LightsThere was a big post about lights and research earlier in this thread so I'm leaving all that aside. Brass tacks: I ended deciding on a 14 total dual bulb T8 4 ft fixtures in a 4100k color temp. All fixtures order from Home Depot, all bulbs ordered from
www.1000bulbs.com.
Obviously there are lots of options (this was maybe 20% of Home Depot's display).

I ended up going with the Lithonia lighting mini fixture:
-Model # MNS8 2 32 120 RE M6
-Internet # 202563409
-Store SKU # 492819
http://www.homedepot.com/p/Lithonia-Lighting-2-Light-White-Fluorescent-Lighting-Strip-MNS8-2-32-120-RE-M6/202563409?N=5yc1vZc9h7At the moment I'm running 9 fixtures in the main garage and 5 in the attic. Here's the garage layout.
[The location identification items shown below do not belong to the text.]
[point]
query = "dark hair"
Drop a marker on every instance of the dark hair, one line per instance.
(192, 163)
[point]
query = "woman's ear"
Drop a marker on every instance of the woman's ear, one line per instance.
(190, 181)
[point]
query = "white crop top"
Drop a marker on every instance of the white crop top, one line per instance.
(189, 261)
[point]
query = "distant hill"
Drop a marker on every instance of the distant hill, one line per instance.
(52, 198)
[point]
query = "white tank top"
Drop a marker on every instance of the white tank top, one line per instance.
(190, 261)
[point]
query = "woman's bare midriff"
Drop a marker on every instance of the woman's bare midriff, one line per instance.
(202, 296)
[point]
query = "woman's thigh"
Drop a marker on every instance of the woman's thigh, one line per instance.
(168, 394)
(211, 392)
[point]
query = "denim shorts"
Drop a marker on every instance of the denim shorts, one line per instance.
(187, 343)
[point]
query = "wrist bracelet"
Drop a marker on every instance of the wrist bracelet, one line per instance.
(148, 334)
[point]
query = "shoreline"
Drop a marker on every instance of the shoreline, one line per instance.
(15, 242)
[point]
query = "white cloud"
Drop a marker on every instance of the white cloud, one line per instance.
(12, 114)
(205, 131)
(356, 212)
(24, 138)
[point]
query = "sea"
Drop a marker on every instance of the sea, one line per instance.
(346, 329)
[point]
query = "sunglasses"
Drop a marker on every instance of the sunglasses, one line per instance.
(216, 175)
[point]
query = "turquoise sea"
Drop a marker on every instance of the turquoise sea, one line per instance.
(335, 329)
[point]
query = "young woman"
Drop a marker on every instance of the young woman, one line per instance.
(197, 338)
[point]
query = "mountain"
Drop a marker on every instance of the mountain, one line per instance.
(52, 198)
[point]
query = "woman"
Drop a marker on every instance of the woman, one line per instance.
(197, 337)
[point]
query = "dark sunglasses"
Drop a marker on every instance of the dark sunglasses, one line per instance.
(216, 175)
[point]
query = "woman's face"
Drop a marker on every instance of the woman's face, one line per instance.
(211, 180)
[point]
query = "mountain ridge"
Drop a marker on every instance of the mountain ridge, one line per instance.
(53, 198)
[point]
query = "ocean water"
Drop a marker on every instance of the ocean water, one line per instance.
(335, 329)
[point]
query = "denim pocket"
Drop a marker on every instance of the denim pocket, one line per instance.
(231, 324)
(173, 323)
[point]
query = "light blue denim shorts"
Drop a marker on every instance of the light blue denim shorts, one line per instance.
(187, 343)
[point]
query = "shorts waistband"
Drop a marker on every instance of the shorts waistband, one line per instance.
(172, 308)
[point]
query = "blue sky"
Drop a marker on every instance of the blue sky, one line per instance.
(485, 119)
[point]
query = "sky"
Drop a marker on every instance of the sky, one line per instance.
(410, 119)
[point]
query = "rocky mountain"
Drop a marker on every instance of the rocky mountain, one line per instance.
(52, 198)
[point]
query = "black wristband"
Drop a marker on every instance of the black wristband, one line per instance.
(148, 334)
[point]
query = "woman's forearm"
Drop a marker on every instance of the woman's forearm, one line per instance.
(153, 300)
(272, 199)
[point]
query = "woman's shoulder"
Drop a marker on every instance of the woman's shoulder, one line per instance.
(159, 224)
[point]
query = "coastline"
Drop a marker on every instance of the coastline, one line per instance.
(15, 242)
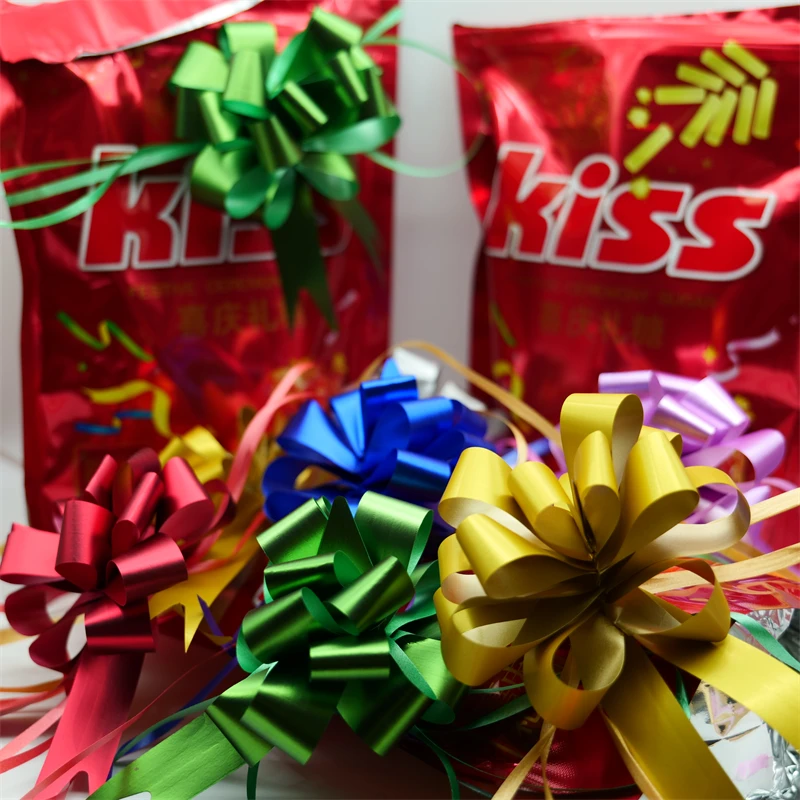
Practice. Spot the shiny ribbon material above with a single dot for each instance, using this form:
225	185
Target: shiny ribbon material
123	540
278	127
266	131
346	629
380	436
538	564
714	430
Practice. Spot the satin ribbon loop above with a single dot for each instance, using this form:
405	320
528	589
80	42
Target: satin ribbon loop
340	641
274	122
380	437
537	563
119	539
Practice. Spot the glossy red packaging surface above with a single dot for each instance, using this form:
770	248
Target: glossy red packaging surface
150	300
640	207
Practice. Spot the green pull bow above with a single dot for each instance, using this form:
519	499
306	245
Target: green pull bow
339	633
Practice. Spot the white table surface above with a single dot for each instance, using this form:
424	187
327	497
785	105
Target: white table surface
435	238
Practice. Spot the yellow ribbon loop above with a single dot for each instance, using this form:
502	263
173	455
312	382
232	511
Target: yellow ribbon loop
538	563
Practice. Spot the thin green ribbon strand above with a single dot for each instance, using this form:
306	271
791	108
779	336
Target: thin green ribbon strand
341	633
766	640
267	131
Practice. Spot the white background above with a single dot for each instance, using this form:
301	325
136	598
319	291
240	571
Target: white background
436	235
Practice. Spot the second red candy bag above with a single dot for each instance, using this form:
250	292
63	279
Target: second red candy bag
640	205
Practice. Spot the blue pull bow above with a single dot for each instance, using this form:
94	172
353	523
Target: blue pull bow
379	437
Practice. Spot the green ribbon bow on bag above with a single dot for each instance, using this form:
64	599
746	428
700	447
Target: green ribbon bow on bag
265	130
336	635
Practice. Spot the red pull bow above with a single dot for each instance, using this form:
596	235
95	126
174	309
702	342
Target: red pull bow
118	544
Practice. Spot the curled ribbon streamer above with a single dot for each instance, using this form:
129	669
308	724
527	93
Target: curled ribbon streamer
538	561
120	542
267	130
212	569
345	630
505	398
379	436
160	407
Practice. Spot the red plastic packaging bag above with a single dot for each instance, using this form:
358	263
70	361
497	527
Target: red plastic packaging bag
151	313
640	207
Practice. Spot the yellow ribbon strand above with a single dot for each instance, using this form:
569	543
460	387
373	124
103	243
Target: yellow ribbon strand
664	744
115	395
209	460
516	406
537	563
756	679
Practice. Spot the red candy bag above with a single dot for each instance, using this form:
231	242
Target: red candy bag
152	313
640	207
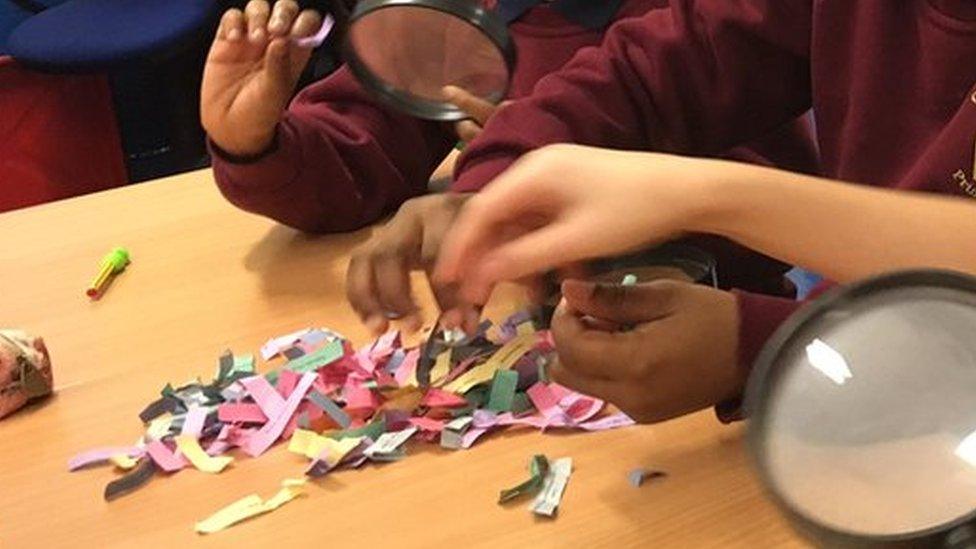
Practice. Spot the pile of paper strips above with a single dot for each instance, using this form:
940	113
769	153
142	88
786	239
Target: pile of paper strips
340	407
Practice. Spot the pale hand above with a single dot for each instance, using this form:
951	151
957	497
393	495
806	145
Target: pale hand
251	72
563	204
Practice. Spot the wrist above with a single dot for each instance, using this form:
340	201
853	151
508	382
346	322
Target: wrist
247	145
721	199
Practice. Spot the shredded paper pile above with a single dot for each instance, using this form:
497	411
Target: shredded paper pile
343	408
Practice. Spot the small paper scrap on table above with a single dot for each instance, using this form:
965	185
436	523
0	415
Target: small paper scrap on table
342	408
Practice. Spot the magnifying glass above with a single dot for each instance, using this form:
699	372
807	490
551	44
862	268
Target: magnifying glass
863	413
406	51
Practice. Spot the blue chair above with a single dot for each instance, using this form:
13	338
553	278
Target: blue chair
15	12
105	35
152	51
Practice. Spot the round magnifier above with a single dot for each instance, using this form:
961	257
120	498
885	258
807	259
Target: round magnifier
863	413
669	261
406	51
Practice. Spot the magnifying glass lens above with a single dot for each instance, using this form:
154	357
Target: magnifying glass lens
869	422
407	53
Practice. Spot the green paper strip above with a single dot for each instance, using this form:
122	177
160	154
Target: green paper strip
503	391
372	430
539	468
521	404
243	363
323	357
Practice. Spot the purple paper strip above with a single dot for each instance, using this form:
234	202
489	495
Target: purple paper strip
259	442
316	39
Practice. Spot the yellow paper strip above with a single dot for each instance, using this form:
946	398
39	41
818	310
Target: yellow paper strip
235	512
311	445
507	356
123	461
442	366
300	440
250	506
191	449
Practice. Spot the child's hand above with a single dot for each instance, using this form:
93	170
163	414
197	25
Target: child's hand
564	204
252	71
378	279
477	109
681	355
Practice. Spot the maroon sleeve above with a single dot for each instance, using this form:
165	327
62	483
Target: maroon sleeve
340	161
700	78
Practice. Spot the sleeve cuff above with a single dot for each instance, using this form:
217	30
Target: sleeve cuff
473	178
759	316
262	173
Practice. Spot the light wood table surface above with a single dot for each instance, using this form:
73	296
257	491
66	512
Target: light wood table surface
206	277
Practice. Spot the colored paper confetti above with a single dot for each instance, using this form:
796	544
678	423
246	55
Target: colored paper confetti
340	408
538	469
547	502
250	506
638	476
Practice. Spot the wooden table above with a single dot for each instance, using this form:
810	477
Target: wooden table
206	277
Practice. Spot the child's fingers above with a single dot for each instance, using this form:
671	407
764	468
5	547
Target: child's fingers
361	294
534	252
307	23
232	26
256	13
467	130
478	109
282	15
392	276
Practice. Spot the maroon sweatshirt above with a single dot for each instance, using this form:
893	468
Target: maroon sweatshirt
341	161
891	83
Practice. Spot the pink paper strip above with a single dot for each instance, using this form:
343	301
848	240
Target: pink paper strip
581	408
359	398
164	457
437	398
240	412
407	367
428	424
264	395
287	380
218	447
99	455
259	442
614	421
274	346
544	400
385	346
471	436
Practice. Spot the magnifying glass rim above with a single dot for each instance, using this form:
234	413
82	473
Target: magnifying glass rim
765	374
678	255
472	13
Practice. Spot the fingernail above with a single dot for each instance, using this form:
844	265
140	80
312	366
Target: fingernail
413	323
450	319
471	321
376	324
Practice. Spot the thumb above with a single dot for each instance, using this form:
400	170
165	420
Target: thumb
478	109
618	303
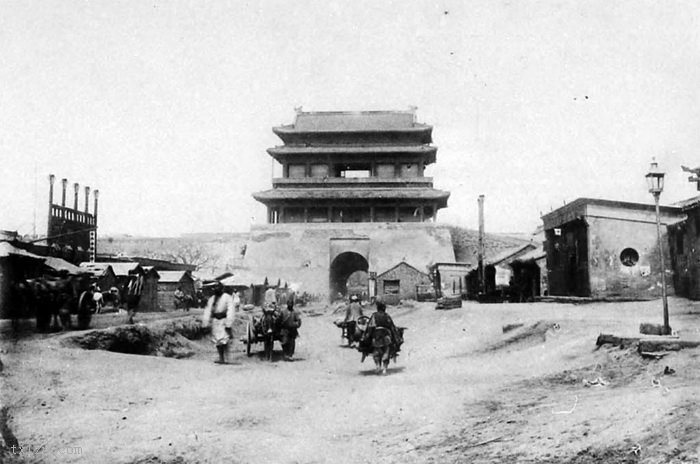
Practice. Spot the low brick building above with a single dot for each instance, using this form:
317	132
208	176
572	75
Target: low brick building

Goals were to spread light to as many nooks and corners as possible. Keep lights in the aisles and to the sides of the car and main work surfaces. Minimize shadows caused by the main garage door in both the up and down positions. I ended up planning 3 light circuits. My piss-ant two bulbs only that the garage came with are circuit 1 (I may add another fixture above the workbench as this would give me just a little more light when I'm just taking out the trash.) Circuit 2 is all the side to side fixtures, and circuit 3 is all the fore-aft fixtures.
I'm using a branched wire layout so it's based on 12/3 or 12/2 MC cable as needed. Note, one confusing detail I didn't know before. 12/3 wire is actually 4 wires: red, black, white, green (ground). 12/2 cable is 3 wires: black, white, green. You don't count the ground wire when specifying cable. To run a branched wire circuit all lights share white and green while black or red alternates. The termination to power is also important because if you wire the lights to separate legs you can make the shared white wire have a superposition of waves (alternating current) such that the amplitude of the waves cancels out. Wire it wrong and you end up with superposition of waves that doubles rather than deducts.
Each of my ballasts is 0.8 amps so at the moment I just have them wired all together.
I did note that not all fixtures comes with the same ballasts, but it doesn't really seem to matter.

I made little brackets for the 4 lights which run in line with my attic joists.

This not only helps with heat (probably unnecessary but still), but it also offsets the fixtures slightly in helpful ways. Near the attic opening this means I won't be whacking lights on the way up. And at the garage door end it means that the lights are better aligned to shine through the little windows in my garage door (while in the up position).

I also got a little clever with mounting towards the sides of the garage. To keep lights useful I ended up dropping them down and mounting them to either side of the garage door rails. We'll see if they live, I can run chains from the roof if need be. I did add little isolators from Mcmaster to give them a fighting chance.


There are special clips for both single and double MC cable made to work with 1/2" knock outs. The wiring inside lights can get pretty snug with the mini fixtures if you're running a 12/3 cable passing through which simultaneously branches off to some other fixture. A standard fixture would make that easier, but given several of my lights are free floating across the joists I wanted to keep them small.

So how'd it go? Here's a before shot with my pre-existing 2 bulbs only. Camera trying desperately to compensate for the dark.

And after... I really should probably do this with the SLR on manual mode so it can't compensate for the the light it sees. It's absolutely a night and day difference.

It's bright and has almost no shadows except directly under car and under welding table. Lighting around the edges of the things intentionally worked great. I might consider 2 fixtures a floor level to help with under car, but I'd have to figure our an armored fixture. I like the light color temp a great deal. It's clearly more blue than the rest of my house but not objectionally so. If anything I think I could have done 3500k but I'm satisfied as is.

Lights along the edge of the garage door tracks work great and no issues thus far.

Lights through the windows worked out too.

I think I could have gotten a bit more out of them if I dropped them closer to the windows, but it's not worth redoing.
Having a functional space--particularly when I haven't for about half a year--just has me stoked.